50 Russian tanks roll into Ukraine to aid rebels

As Putin held peace talks in Minsk, Belarus, tanks, missiles, and armored vehicles entered eastern Ukraine to bolster rebel forces.

Petr David Josek/AP
Mourners and separatist fighters pay respects to their comrade during a funeral at a cemetery in the east Ukrainian village of Mospino, near the city of Donetsk, Ukraine, on Thursday, Feb. 12, 2015. The militiaman was killed during recent fighting between rebel and government forces. Guns will fall silent, heavy weapons will pull back from the front, and Ukraine will trade a broad autonomy for the east to get back control of its Russian border by the end of this year under a peace deal hammered out Thursday after all-night negotiations between Russia, Ukraine, France and Germany.

Ukraine said on Thursday that pro-Russian rebels had reinforced their positions with tanks and missile systems in east Ukraine while marathon four-nation talks were taking place the previous night.

A deal reached at talks involving Ukraine, Russia, Germany and France envisages a ceasefire between Ukrainian forces and Russian-backed separatists starting on Sunday, but all sides said there was a long way to go towards real peace.

"The intensity of fighting is evidenced by a sharp increase in the number of people trying to leave front-line towns," Ukrainian military spokesman Andriy Lysenko said in a daily briefing a few hours after the agreement was reached in Belarus.

As the talks in Minsk dragged on through Wednesday night, around 50 tanks, 40 missile systems and 40 armored vehicles entered east Ukraine's breakaway Luhansk region from Russia via the Izvaryne border crossing, Lysenko said.

Russia denies supplying the rebels with arms and troops, despite what Ukraine and NATO say is overwhelming evidence to the contrary.

Separatists have strengthened their positions especially in Debaltseve, a strategic transport hub that has been the focus of heavy fighting in recent weeks, Lysenko said, stressing that government forces had not given up any ground.

But senior rebel commander Eduard Basurin said separatist forces had completely encircled Ukrainian troops in the town and their only option was to surrender. He said his side would honor the Minsk agreements.

"We are ready to organize the exit of Ukrainian forces from the Debaltseve encirclement on respectable conditions. They should put down their weapons and leave," Basurin told a news conference in Donetsk, broadcast live by Rossiya24 TV.

"Units of the army of Donetsk People's Republic are successfully holding their positions ... and are carrying out counter-attack operations to prevent the enemy from breaking from the encirclement."

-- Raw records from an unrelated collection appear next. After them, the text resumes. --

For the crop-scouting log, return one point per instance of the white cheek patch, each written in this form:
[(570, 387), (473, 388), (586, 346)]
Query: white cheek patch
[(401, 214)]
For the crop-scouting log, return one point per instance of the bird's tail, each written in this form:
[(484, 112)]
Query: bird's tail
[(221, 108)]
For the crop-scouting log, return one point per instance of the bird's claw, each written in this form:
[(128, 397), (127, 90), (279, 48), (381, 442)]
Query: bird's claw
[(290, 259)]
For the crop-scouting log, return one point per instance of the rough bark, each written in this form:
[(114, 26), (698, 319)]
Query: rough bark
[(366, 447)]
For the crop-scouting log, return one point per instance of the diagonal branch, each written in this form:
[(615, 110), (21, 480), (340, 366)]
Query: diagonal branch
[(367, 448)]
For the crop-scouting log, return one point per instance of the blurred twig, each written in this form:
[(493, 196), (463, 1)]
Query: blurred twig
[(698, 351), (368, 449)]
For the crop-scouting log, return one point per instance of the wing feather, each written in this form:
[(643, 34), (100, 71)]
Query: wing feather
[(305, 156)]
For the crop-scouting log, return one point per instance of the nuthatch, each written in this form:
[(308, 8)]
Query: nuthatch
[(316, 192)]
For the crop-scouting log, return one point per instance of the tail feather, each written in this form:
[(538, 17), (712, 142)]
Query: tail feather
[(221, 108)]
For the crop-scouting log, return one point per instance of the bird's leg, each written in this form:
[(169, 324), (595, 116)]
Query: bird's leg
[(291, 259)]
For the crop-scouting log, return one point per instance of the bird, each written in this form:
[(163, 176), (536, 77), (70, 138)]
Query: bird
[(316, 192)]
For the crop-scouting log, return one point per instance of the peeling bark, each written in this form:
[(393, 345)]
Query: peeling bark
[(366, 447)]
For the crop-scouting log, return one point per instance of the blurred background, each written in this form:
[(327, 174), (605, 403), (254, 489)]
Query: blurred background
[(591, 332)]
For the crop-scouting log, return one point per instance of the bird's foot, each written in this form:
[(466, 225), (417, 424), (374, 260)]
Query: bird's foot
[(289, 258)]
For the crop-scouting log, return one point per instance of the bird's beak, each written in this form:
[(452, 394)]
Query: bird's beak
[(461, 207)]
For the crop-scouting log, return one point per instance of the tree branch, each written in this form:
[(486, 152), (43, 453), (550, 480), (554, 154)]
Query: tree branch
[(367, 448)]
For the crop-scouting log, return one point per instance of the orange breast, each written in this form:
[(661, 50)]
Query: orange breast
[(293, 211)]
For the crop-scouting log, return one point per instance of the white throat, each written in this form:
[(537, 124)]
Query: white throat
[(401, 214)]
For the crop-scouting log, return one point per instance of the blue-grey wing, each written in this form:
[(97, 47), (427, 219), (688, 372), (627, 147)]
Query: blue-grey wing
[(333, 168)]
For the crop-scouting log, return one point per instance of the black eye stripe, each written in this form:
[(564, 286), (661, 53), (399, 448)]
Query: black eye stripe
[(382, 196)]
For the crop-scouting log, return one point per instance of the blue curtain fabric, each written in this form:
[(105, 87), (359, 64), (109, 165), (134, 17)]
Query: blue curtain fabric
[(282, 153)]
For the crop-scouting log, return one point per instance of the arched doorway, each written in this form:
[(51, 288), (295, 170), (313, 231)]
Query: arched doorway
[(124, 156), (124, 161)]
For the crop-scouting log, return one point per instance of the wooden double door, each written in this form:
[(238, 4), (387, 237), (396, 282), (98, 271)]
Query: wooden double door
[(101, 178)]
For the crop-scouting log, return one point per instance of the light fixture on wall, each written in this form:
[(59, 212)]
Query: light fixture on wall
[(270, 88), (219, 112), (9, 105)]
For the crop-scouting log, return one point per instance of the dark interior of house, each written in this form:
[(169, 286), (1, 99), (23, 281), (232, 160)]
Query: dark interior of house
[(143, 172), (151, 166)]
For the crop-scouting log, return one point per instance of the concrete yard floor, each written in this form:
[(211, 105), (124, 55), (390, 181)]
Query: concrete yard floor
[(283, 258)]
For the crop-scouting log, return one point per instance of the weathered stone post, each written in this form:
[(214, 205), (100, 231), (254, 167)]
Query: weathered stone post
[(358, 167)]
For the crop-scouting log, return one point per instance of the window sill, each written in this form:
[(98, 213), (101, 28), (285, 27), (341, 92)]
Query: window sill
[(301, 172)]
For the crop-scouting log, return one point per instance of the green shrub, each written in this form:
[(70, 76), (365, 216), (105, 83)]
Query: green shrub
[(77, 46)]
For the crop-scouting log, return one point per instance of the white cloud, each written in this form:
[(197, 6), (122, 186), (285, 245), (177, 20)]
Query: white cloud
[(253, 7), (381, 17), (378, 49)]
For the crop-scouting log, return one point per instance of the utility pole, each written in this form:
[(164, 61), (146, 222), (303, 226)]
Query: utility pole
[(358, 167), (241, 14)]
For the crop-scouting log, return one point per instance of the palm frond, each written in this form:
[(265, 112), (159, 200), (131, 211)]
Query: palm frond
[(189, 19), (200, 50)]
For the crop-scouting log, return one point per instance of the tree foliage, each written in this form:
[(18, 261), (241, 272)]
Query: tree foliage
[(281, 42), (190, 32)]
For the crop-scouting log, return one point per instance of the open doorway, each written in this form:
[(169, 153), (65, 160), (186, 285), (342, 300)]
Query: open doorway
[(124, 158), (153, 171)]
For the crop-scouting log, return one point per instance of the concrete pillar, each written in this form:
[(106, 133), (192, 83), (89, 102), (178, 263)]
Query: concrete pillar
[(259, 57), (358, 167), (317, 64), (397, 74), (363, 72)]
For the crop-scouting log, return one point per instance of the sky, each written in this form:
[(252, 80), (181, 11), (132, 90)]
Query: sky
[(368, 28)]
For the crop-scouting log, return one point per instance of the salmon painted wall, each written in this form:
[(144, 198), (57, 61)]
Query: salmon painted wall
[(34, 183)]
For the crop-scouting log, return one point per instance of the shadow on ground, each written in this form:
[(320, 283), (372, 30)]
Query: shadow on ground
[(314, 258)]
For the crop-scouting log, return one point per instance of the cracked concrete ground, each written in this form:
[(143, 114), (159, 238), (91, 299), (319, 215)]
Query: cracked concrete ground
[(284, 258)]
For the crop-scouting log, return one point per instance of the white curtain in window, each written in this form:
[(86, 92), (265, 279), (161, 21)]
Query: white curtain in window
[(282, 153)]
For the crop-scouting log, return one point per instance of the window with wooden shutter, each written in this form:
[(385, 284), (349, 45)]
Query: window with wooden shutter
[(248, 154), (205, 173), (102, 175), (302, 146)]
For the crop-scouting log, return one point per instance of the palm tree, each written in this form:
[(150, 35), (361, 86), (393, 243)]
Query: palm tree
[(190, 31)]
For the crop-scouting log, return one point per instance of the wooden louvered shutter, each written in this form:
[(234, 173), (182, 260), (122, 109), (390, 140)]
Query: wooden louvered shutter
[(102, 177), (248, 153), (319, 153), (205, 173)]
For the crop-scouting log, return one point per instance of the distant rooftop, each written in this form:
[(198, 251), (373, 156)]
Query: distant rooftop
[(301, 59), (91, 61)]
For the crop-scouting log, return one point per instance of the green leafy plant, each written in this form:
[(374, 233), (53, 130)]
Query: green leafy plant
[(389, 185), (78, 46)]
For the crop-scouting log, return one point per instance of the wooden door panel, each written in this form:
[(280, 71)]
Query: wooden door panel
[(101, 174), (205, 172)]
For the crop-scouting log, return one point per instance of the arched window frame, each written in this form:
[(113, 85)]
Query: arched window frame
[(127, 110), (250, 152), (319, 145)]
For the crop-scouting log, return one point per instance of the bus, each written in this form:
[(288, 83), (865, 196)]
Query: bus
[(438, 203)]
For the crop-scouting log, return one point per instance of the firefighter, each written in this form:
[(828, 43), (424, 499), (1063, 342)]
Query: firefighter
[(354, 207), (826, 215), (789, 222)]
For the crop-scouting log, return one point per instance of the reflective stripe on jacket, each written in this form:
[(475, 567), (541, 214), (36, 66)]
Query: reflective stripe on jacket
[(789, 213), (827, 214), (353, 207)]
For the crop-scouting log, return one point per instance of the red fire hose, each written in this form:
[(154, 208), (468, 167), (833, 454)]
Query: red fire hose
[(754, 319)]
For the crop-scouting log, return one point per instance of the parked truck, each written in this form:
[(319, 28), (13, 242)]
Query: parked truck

He accused Ukrainian forces of attacking rebel positions in several places on Thursday and said there had been four cases of shelling of Donetsk in which two civilians were killed. The report could not be independently verified.

A Reuters witness in separatist-held Donetsk, south-west of Debaltseve, said artillery blasts could be heard sporadically throughout the day, although it was not clear in what direction the shells were being fired or by whom.